Culture

Zena Hitz. Les plaisirs de la vie intellectuelle

Dans la société consumériste américaine, ce livre fascinant de défense de la vie intellectuelle a attiré l'attention car il vise à restaurer un véritable sens de l'apprentissage et de l'étude. Il mérite bien sa traduction précoce en espagnol. 

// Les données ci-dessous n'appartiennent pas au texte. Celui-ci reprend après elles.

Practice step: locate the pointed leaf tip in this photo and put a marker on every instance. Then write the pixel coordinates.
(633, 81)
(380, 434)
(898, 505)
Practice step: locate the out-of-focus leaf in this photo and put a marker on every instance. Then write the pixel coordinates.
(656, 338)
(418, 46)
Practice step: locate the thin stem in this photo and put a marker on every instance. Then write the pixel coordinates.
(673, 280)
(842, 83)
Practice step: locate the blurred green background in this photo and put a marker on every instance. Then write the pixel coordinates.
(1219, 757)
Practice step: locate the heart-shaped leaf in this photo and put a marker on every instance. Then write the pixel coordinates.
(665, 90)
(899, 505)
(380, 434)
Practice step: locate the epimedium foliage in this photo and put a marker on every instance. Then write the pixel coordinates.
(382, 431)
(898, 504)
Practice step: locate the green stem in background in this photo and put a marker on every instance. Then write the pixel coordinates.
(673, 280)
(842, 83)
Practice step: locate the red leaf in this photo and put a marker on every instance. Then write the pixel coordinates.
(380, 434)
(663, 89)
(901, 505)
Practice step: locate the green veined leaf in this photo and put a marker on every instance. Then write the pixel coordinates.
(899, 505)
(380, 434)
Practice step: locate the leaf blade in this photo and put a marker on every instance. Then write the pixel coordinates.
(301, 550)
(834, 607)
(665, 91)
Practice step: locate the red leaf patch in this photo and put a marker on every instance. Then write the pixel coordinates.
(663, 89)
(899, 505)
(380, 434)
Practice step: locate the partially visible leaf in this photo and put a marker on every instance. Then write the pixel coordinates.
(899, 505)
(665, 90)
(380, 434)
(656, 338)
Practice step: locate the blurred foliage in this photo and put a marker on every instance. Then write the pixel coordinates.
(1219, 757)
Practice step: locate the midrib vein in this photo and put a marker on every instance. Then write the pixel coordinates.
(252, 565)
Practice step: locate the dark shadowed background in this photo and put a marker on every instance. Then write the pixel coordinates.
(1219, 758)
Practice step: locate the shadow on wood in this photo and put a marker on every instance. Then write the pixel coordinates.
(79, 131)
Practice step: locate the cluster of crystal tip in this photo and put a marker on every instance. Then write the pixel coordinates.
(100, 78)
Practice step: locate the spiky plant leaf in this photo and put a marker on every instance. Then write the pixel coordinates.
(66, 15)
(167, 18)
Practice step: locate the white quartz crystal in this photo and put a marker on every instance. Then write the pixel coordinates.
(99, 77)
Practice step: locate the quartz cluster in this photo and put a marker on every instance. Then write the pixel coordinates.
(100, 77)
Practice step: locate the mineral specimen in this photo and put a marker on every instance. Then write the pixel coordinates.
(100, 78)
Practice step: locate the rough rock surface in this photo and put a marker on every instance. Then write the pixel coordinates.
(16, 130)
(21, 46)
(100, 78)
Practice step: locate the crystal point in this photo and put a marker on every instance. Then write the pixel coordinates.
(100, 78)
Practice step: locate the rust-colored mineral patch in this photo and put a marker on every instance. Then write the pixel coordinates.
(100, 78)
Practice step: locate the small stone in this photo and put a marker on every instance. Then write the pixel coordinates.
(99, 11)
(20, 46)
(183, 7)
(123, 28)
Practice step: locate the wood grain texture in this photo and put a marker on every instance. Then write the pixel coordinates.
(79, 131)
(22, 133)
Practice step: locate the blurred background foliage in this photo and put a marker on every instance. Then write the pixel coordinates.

Jaime Nubiola-21 novembre 2021-Temps de lecture : 4 minutes
La lecture de la Sainte Vierge : détail de l'Adoration de l'agneau mystique, par Hubert et Jan van Eyck.

Publié en 2020 par Princeton University Press, le livre La pensée perdue : les plaisirs cachés d'une vie intellectuelle [Lost in Thought : The Hidden Pleasures of Intellectual Life" (Perdu dans la pensée : les plaisirs cachés de la vie intellectuelle) du professeur américain Zena Hitz vous saisit dès la première page. 

L'avant-propos (pp. 1-24) est sous-titré Comment la vaisselle a restauré ma vie intellectuelle et dans ces pages, elle raconte son enfance, remplie de livres et de nature, ses études universitaires, son travail de professeur de philosophie ancienne jusqu'à ce que, à l'âge de 38 ans, elle entre dans une communauté religieuse éloignée, appelée Maison de la MadoneLa première fois qu'il s'est rendu dans les forêts de l'est de l'Ontario (Canada), il a décidé de revenir à la collège de sa jeunesse pour enseigner les classiques.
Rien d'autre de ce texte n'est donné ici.